En un índice de impunidad elaborado por la Universidad de las Américas, que incluyó 59 países, México ocupó el segundo lugar. De nada sirve aumentar penas con esos niveles de impunidad, que son la mejor invitación para delinquir.
La ley anticorrupción, que implicó reformas constitucionales, es en principio un avance. Sus leyes reglamentarias son definitivas para que realmente reduzcan la corrupción y la impunidad en el sector público o solo aumenten la burocracia y la reglamentación, encarezcan los trámites a los ciudadanos y se conviertan en una simulación.
La Reforma Constitucional amplía la competencia a la Auditoría Superior de la Federación (ASF) para revisar las participaciones federales en los estados, pero debe incluir en las leyes reglamentarias la investigación por enriquecimiento ilícito o inexplicable de muchos gobernadores y alcaldes, que han saqueado impunemente estados y municipios.
Se quejan algunos críticos de que esa nueva ley mantiene el fuero al Presidente de la República, gobernadores y alcaldes. El problema no es el fuero, sino el no contemplar un desafuero expedito cuando existan pruebas documentadas de desvíos y corrupción.
La Ley Anticorrupción debe terminar con la costumbre de que las evidencias sobre conductas ilícitas de altos funcionarios sólo quedan en denuncias en los medios de comunicación, apostándole los corruptos al olvido con el tiempo. Si las leyes reglamentarias no dejan claro el camino para castigar funcionarios de primer nivel, las Reformas anticorrupción solo servirán para crear una burocracia innecesaria y duplicidad de funciones.

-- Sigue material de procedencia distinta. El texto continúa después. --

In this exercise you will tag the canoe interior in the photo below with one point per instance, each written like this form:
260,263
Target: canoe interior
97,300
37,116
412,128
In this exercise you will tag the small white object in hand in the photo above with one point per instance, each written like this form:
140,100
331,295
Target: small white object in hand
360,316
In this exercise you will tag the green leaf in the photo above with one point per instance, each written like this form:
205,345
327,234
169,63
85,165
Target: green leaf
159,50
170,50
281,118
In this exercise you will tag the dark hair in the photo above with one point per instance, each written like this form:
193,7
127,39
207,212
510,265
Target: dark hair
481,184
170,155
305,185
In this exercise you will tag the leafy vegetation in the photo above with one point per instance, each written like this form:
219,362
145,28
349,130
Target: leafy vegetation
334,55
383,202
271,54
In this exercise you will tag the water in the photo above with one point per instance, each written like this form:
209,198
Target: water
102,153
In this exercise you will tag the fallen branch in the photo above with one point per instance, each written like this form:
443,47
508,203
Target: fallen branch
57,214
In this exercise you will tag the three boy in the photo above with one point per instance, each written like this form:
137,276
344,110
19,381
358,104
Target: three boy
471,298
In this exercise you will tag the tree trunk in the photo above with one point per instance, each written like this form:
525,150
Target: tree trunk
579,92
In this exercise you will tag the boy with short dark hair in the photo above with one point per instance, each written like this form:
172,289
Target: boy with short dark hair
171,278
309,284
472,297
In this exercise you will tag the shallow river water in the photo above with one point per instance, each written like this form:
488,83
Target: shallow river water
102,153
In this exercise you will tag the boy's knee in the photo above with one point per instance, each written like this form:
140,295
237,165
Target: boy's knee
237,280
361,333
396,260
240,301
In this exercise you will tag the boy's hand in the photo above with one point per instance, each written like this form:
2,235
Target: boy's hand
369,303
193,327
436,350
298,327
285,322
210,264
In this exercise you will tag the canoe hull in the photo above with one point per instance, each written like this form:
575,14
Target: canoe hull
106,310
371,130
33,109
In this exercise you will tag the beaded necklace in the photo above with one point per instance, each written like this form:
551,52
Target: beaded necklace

Para evitarlo es necesario fusionar la Secretaría de la Función Pública con la Auditoría Superior de la Federación, como cabeza autónoma de un nuevo organismo anticorrupción, con competencia para revisar y vigilar todos los procesos iniciados a funcionarios corruptos en los tres poderes y niveles de gobierno, y en todas las instituciones, empresas y sindicatos que manejen o reciban dinero de los impuestos.